Monday, April 26, 2010

Thai Rama (Tempe Location)

Bob Marley once sang "You ain't gonna miss your water / Until your well runs dry." A lot of Tempe residents might feel that way about Char's, the Thai restaurant that stood for years at the southeast corner of Rural and University. Char's wasn't for everyone, but it had unmistakable character. The decor was an unexpected mix of both Old Siam and the Old West. Envision carvings of elephants juxtaposed with wagon wheels, all in a windowless room darker than most movie theaters. The food ranged from authentic curries prepared with searing chili heat to Thai-lite crowd-pleasers like pepper steak and pineapple fried rice. Char's was never the best, most authentic Thai restaurant around, but it was a familiar and comforting place for the ASU and Tempe communities over the long term.

That familiarity and comfort went away in 2009 when Char's suddenly closed. A short while later, the space reopened as the newest branch of Thai Rama, a small, local chain. The Tempe location is the restaurant's third site, following not only the original location in Central Phoenix, but also a second branch in Chandler. The old Char's site at University and Rural, just a block from the intersection's light rail station, was cleaned out and redecorated entirely. Although there's still virtually no natural light, there are contemporary fixtures that brighten the space. The kitschy decor is gone. The new tile and upholstery replacing it are clean and modern, but also borders on sterile. There isn't the same patina here as the original Thai Rama on Camelback, and there isn't the same delightfully odd look of Char's.

Bland looks are okay, but bland food is harder to forgive, especially when it comes to Thai food, one of the world's most intensely flavored cuisines.

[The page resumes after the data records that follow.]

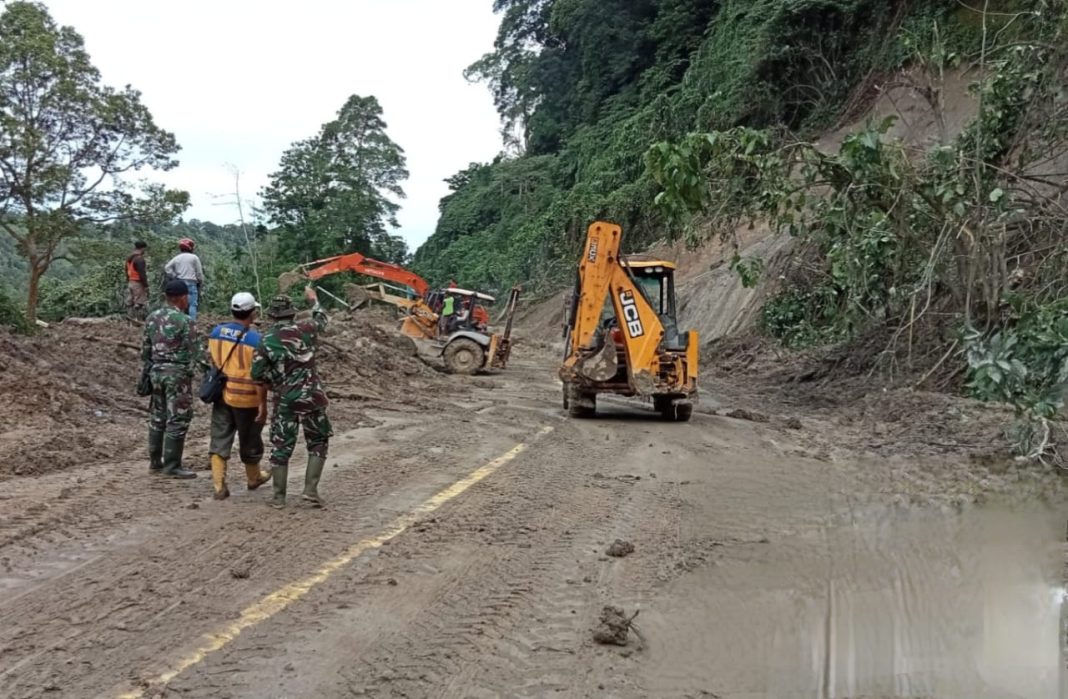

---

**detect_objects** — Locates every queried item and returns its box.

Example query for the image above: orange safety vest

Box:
[207,323,260,408]
[126,254,144,281]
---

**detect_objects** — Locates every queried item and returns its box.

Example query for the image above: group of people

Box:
[126,238,204,321]
[142,275,333,509]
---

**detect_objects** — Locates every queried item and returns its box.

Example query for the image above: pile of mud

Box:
[320,310,469,406]
[0,311,465,480]
[702,335,1059,463]
[0,321,147,478]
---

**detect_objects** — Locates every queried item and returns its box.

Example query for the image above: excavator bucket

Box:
[278,269,307,294]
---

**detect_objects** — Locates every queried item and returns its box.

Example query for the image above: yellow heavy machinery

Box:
[560,221,700,422]
[279,252,520,374]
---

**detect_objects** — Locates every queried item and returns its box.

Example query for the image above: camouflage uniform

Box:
[141,306,199,475]
[252,299,333,506]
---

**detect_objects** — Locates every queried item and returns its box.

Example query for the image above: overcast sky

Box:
[39,0,501,249]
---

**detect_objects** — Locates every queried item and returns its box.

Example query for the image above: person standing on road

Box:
[207,292,270,500]
[141,279,197,478]
[252,286,333,509]
[438,294,456,335]
[126,240,148,321]
[163,238,204,321]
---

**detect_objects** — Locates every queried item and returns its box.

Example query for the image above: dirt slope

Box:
[0,311,464,479]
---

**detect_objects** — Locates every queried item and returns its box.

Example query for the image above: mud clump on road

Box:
[726,408,771,422]
[594,605,638,646]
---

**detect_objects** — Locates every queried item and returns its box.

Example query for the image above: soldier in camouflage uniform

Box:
[141,280,199,478]
[252,288,333,509]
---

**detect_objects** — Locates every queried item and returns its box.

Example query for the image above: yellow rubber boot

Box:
[211,454,230,500]
[245,464,270,491]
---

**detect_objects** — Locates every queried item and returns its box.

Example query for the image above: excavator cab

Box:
[560,221,698,421]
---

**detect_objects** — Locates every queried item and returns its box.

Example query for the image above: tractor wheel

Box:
[444,338,486,375]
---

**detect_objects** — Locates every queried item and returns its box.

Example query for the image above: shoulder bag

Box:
[200,329,248,404]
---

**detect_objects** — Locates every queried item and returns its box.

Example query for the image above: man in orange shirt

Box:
[126,240,148,321]
[207,292,270,500]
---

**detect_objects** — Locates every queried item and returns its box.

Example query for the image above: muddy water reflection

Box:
[643,510,1065,699]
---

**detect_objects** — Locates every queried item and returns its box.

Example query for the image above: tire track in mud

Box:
[323,418,674,697]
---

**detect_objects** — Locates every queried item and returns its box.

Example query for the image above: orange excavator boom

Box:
[301,252,430,297]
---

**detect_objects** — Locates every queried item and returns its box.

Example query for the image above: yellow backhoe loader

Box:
[560,221,700,422]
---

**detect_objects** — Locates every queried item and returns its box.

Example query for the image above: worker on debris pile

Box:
[207,292,270,500]
[438,294,456,335]
[252,286,333,509]
[126,240,148,321]
[163,238,204,321]
[141,279,197,478]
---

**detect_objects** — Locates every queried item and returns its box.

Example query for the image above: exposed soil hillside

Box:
[0,311,466,479]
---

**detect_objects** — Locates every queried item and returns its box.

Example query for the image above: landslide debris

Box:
[594,605,638,646]
[0,310,466,480]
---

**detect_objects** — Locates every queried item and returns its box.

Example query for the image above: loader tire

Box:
[444,338,486,376]
[653,397,693,422]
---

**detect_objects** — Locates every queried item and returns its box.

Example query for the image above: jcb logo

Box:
[619,291,645,338]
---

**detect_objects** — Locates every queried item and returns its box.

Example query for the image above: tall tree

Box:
[0,2,189,324]
[263,95,408,262]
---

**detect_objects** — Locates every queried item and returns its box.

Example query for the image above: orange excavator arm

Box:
[301,252,430,297]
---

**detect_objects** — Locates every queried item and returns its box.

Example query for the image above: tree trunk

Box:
[26,258,47,330]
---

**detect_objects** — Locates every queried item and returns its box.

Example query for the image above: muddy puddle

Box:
[641,508,1068,699]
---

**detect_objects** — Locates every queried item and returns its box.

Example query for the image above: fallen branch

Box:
[912,340,960,390]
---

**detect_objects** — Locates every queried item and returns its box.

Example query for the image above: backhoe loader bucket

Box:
[575,340,619,382]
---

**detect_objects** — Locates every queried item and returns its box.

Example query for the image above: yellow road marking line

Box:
[119,426,553,699]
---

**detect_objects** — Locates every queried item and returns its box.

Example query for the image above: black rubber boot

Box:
[148,428,163,473]
[160,435,197,478]
[300,455,327,508]
[270,465,289,510]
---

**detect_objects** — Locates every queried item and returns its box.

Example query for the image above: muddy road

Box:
[0,354,1065,698]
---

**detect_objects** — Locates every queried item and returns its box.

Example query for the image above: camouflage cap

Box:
[267,296,297,319]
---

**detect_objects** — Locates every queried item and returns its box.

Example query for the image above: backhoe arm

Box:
[569,223,623,355]
[564,222,663,392]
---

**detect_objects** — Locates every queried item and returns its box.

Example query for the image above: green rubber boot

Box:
[270,466,289,510]
[148,428,163,473]
[300,455,327,508]
[160,434,197,479]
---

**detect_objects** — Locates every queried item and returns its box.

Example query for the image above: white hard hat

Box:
[230,292,260,311]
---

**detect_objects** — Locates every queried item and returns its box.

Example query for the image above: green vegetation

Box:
[0,2,189,326]
[648,2,1068,457]
[414,0,976,292]
[263,95,408,262]
[0,1,408,331]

Fortunately, Thai Rama seems to be maintaining a decent level of heat and complexity of flavors -- at least when it comes to the restaurant's regular menu, which has been essentially standardized with the other Thai Rama locations. Curries of all the usual colors -- green, red, and yellow -- work well here with the typically nuanced blends of chilis, shallots, fish sauce, herbs, and coconut milk in various proportions yielding dishes that deliver intense flavor. Likewise, noodles dishes are satisfying. Gwedia grapao, wide rice noodles with broccoli and red peppers, is fiery, with even the medium version hurting a little bit.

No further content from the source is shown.